We wish success for all our neighbors, fat
calves and money enough to buy good bulls
looking for work on our side of the fence,
and ours on theirs, despite best intentions.

Today, old neighbors come to help brand calves
with respect—rope, stretch and vaccinate
rambunctious children to a slow waltz—
to share the bounty of our heritage

despite the drought, despite the cows
we had to sell to save the others
and ourselves. Character upon this ground,
we have survived weather and the market.




                        Let me wake in the night
                        and hear it raining
                        and go back to sleep.

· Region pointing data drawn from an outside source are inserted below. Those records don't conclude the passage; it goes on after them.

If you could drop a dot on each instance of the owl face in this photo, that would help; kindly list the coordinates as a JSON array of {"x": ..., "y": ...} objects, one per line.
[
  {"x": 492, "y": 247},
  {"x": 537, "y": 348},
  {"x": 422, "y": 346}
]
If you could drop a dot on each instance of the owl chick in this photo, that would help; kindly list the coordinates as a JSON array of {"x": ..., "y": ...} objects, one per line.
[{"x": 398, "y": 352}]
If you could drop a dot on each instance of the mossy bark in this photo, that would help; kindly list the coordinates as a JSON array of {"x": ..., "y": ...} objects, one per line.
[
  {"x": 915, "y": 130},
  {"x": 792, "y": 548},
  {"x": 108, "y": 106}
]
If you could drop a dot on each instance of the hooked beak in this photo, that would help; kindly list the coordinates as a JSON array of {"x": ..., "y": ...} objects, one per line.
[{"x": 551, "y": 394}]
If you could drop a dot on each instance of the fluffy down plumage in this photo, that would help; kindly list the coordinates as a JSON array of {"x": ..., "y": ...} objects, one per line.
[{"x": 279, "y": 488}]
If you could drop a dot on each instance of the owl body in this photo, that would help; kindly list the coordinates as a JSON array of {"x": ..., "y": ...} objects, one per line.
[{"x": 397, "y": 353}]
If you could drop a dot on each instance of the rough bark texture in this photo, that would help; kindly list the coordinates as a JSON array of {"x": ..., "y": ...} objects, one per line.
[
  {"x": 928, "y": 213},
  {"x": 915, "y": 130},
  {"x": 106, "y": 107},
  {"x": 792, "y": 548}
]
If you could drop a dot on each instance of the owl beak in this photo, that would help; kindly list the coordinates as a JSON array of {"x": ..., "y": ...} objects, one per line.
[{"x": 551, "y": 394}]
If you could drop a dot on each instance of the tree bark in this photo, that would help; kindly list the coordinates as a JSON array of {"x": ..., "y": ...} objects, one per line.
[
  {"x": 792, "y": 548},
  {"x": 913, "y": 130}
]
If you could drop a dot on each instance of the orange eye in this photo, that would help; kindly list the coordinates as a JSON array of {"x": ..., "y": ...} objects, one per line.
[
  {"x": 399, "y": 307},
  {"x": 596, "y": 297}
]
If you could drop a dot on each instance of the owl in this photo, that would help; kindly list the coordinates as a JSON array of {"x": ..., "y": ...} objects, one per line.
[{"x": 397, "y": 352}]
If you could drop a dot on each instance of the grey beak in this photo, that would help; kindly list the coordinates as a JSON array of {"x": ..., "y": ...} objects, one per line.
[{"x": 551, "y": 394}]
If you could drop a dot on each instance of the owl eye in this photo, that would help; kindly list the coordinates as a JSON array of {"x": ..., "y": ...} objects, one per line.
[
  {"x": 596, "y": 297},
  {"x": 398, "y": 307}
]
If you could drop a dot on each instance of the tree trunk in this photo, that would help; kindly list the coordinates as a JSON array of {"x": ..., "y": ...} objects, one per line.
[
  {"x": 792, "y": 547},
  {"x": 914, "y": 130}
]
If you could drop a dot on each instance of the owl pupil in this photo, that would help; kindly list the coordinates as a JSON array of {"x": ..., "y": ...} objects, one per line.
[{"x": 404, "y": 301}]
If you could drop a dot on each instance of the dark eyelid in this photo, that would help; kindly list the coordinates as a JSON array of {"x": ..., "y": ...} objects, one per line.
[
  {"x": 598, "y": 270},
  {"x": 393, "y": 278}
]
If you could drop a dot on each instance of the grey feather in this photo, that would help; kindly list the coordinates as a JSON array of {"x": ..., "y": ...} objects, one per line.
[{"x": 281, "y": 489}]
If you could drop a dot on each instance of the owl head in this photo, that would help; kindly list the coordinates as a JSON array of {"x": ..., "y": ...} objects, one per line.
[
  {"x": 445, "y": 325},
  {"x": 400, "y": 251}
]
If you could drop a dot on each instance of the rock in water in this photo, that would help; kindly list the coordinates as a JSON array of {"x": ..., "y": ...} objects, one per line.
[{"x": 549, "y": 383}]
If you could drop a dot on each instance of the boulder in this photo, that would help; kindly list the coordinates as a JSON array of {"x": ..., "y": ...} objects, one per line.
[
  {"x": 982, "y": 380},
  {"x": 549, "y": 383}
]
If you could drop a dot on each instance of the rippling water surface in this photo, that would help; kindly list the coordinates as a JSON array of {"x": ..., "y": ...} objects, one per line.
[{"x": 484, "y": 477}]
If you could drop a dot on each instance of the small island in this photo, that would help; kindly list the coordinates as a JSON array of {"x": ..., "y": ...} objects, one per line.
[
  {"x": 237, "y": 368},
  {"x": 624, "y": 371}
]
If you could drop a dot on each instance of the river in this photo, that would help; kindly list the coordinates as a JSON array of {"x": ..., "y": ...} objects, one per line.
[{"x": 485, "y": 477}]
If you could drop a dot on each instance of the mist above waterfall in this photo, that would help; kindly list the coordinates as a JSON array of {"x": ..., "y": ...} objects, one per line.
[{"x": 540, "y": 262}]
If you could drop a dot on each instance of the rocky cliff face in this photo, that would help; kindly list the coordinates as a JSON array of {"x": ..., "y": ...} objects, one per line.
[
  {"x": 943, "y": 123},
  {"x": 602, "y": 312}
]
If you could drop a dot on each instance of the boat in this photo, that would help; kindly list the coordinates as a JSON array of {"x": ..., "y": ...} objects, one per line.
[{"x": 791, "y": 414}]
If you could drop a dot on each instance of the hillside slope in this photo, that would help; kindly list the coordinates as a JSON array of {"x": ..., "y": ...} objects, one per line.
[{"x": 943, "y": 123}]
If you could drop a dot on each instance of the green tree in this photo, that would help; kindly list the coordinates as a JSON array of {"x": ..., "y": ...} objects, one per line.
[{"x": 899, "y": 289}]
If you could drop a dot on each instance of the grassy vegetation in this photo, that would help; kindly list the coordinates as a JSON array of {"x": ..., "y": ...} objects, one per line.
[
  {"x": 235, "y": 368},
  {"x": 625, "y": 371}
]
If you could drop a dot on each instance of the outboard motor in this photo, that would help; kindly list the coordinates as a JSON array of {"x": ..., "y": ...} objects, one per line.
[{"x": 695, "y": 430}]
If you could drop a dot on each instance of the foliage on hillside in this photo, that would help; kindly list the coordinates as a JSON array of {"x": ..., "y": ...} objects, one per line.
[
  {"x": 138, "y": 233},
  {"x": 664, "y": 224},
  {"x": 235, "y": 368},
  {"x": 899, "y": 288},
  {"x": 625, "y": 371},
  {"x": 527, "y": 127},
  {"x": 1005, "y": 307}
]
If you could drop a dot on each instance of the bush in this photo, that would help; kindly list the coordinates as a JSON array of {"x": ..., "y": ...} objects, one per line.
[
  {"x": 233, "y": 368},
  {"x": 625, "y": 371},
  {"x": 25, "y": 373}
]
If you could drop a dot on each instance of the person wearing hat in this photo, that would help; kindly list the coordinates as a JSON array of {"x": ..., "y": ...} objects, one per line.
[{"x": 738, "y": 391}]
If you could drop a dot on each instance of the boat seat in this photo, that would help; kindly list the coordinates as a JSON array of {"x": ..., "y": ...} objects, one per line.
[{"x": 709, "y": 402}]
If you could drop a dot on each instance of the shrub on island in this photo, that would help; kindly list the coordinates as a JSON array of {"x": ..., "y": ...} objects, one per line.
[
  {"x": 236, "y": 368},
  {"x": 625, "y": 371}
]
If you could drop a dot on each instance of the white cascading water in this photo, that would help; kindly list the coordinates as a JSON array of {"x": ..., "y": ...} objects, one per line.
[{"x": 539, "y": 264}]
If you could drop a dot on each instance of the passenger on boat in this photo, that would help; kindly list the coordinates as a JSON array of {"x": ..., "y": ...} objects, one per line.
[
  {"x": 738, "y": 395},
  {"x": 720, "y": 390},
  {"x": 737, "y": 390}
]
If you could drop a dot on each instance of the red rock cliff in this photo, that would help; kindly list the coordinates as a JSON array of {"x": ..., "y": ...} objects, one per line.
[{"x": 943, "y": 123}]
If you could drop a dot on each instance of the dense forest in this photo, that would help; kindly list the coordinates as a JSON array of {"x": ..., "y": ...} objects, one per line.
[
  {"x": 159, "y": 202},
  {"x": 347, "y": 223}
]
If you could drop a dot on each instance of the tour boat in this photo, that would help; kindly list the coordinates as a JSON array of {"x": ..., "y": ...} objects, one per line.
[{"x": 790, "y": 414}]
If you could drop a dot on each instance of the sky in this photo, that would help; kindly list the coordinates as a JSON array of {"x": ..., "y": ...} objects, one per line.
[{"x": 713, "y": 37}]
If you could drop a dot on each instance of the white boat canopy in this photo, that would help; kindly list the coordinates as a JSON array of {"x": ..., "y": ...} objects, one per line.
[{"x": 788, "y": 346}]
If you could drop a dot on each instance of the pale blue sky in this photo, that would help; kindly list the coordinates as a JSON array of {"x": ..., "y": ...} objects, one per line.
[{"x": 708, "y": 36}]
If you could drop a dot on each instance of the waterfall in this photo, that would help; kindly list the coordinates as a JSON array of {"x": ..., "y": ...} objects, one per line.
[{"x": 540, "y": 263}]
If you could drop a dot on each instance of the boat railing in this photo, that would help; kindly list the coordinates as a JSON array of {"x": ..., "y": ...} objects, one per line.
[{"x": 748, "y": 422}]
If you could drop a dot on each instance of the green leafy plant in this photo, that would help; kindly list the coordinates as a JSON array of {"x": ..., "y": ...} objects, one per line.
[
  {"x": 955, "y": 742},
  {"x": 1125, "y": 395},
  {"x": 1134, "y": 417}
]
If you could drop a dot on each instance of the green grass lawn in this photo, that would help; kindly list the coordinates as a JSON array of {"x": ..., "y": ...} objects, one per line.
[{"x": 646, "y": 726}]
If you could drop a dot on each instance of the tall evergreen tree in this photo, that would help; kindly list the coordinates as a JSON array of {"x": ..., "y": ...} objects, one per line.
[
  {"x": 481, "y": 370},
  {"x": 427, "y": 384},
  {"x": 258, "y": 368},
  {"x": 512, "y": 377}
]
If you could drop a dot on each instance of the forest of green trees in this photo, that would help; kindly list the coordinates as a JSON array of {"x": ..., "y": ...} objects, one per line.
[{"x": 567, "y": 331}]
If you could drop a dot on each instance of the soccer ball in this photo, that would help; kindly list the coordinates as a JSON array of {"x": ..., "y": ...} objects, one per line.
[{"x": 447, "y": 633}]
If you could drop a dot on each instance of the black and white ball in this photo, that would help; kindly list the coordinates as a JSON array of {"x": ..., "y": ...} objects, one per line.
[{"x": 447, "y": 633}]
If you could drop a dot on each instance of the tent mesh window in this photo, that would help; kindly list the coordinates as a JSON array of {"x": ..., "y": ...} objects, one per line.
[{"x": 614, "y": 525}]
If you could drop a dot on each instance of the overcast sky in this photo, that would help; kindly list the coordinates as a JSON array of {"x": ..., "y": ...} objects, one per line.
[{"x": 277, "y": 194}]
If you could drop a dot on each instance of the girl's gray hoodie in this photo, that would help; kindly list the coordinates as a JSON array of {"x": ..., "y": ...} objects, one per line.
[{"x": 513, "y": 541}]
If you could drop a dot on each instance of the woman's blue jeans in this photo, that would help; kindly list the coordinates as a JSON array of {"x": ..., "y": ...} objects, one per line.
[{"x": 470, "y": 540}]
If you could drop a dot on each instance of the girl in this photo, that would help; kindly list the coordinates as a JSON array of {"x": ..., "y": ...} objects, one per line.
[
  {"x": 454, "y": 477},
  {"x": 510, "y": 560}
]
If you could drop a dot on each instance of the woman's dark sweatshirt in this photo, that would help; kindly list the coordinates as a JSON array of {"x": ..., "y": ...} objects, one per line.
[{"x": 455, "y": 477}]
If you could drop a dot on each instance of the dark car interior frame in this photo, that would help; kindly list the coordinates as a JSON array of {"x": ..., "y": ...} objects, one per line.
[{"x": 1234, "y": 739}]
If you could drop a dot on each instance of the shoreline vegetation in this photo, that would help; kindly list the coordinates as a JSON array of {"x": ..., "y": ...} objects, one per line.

                              – Wendell Berry (“Prayers and Sayings of the Mad Farmer”)

The lullaby that soothes my brain,
a metal roof under rain, proof
of gods and goddesses on the job

while I rest completely—let night
take me unafraid anywhere it wants
until the glistening of puddled mornings

blind me with glimpses of paradise
upon this earth, wet and wanting
nothing more from rustic religions.

Every church should acoustically angle
its spires and ridgelines to accentuate
these heaven’s gifts—and to withstand

retribution’s thunderous roar while
renting and gnashing huddle beneath
the storms that flood the rivers muddy.

We are not the architects, nor the nomads
chasing rain from place to place with herds
anymore. We pray instead for basic

sustenance to run upon and off our roofs,
season after season—no two the same—
to wake in the night and hear it raining.